Tales of tails at the 2020 Scottish International Storytelling Festival
This autumn, the Scottish International Storytelling Festival takes audiences on a voyage, exploring Scotland’s coasts and water through music and storytelling.
The Scottish International Storytelling Festival (SISF) is keeping audiences ‘In the Flow’ with an eclectic mix of online events spanning across the globe and small-scale face-to-face events, celebrating Scotland ‘a nation shaped by water’, taking you on voyages at home and away.
Stories and songs are vital for human survival, they carry our emotions, memories and values and they bind us together as families, communities and a nation, especially through tough times.
The Scottish International Storytelling Festival will continue to channel that flow with an increased focus on wellbeing in the year of Covid-19.
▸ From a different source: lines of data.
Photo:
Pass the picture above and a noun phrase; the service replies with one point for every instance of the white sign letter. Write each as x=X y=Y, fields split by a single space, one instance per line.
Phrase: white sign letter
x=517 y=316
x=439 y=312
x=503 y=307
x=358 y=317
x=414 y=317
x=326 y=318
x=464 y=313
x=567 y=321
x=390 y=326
The Festival will not do this in packed theatres, but through live and pre-recorded broadcast events, and through small-scale safely distanced person-to-person events, including ones in outdoor locations.
All plans will be subject to Scottish Government guidance in the autumn period.
SISF’s In the Flow will present Voyage, a series of new work developed by storytellers and musicians for Scotland’s Year of Coasts and Waters, supported by the Scottish Government Festival Expo Fund.
Premiered as a pre-recorded studio broadcast, Voyage, includes interpretations of the slave passage across the Atlantic and Scotland’s part in it, the colonisation of Iceland, James VI’s Hamlet voyage to Elsinore, Johnson and Boswell’s Tour to the Hebrides and the Scottish National Antarctic Expedition, illustrating a nation shaped by the sea.
Flowing alongside the Voyage series, the Festival will be celebrating Scotland’s own coastline and rivers, collaborating with The Orkney Storytelling Festival and The Wild Geese Festival in Dumfries and Galloway.
Culture Secretary Fiona Hyslop said: "During this challenging time living with the impacts of coronavirus, storytelling and music have never been so important to our resilience, our wellbeing and our sense of belonging.’
"The Scottish International Storytelling Festival 2020, backed by £100,000 PLACE funding and over £88,000 from EXPO, will help many local artists and performers across Scotland.
"I’m also pleased that in connecting people and communities with culture in new and inclusive ways, SISF is continuing Scottish festivals’ proud traditions of innovation and creativity."
Running alongside SISF from October 12 to November 30 the Community and Families Programme will pair local storytellers with partner organisations in online and small-scale live settings, unlocking the ethos of going local.
Also funded through PLACE, the Festival’s Global Lab will focus on international environmental creativity.
A series of digital workshops with live participation will bring together storytellers, artists, activists and educators from across the globe to explore sustainability, ecology and healing.
This strand of SISF will be presented in association with The Earth Story Collection, and the Earth Charter Initiative.
SISF Director Donald Smith said; "This year's Storytelling Festival is about wellbeing.
"Across the nation, we aim to bring many streams into a flowing current of hope and renewal."